Needham paused before he turned his squad car onto Fourth Avenue near the apartment complex and then turned into the parking lot, heard a loud bang and then felt pressure on his chest, as a bullet him in the vest. He got out of there as fast as he could and drove himself to the hospital. 

Another man, Daniel Thorpe, who lived at the apartment complex, heard what he thought was fireworks and was concerned about his car so he came out of the building to check on his car. He found nothing and went to smoke and ultimately was shot in the arm.

Vlieger said shots continued in bursts in the hours that followed, and officers narrowed down where the shots were coming from, though they did not know for some time where they originated. 

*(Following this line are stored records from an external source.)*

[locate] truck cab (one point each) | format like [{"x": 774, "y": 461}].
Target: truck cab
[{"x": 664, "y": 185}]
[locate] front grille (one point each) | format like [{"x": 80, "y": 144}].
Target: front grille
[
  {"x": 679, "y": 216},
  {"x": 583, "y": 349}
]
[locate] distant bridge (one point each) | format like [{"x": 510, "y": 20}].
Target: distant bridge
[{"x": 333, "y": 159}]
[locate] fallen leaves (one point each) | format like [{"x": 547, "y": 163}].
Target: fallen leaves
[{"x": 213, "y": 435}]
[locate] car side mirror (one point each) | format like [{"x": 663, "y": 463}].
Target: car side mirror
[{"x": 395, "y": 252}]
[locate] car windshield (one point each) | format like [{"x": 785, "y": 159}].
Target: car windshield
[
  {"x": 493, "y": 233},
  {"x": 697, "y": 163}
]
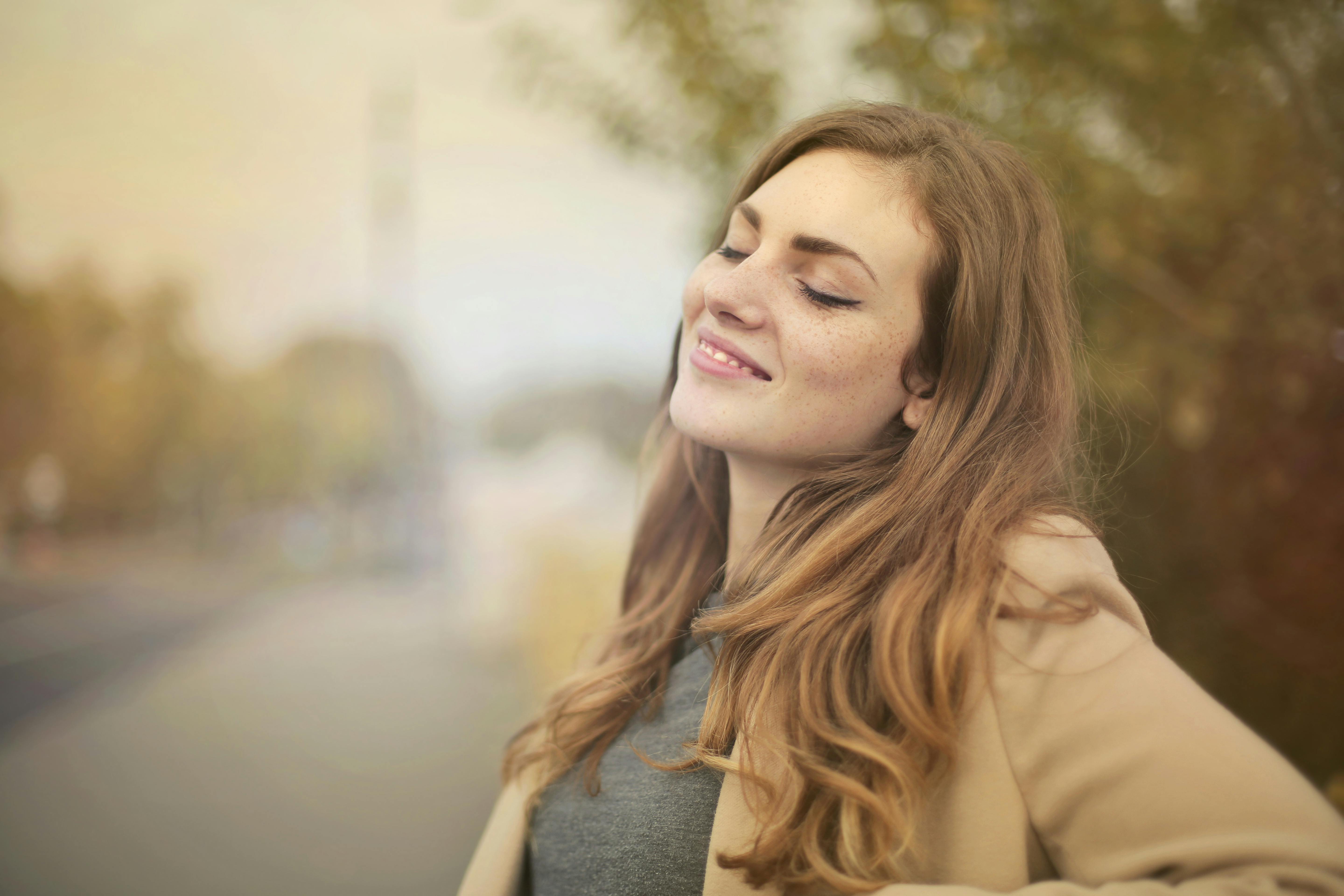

He said Weiland also shot down a drone, and a man who lived across the street who was driving past to go to work was shot in the leg through his car. He was ultimately taken to Mayo Clinic in Rochester. 

A robot in the hall of the apartments told Weiland to surrender, the tear gas was shot into the apartment and a State Patrol deployed sniper teams. 

Weiland surrendered at 10:45 a.m. after he was struck in the head with a fragment from a bullet. 

The prosecutor said Weiland told police he had been at another apartment earlier that night and a confrontation occurred. He left that apartment and went to his own apartment, and there had been an accidental discharge that left a hole in the ceiling. 

He said Weiland called 911 but when he saw a law enforcement officer pull up to the apartments he thought they were going to take his guns away. 

Vlieger said Weiland admitted he shot down a drone and at a BearCat armored vehicle and estimated he shot about 75 times. 

Authorities recovered four firearms in the apartment, including three rifles and a shotgun, as well as 70 shell casings. 

In the parking lot below the apartment, 15 additional shell casings were recovered, along with the drone that was shot down. 

Henry acknowledged that the jurors would hear evidence that supported Weiland was the shooter, and the defense would not bring in witnesses to tell otherwise. 

But he said for Weiland to be found guilty of attempted murder, prosecutors were going to have to prove what Weiland was thinking and what he intended. 

Henry said the evidence that Weiland did something terrible is indisputable, but the state saying he attempted murder is a weaker argument. 

“Call this what it is — second degree assault,” the lawyer said. 

He said his client was struggling and he expected jurors to see and hear about trash piled waist high in his apartment, along with the moldy food, bad smell and filthiness that was there. 

“Weiland was someone who wanted desperately to die,” Henry said, noting that he filed the false 911 complaint that day because he wanted police to take his life.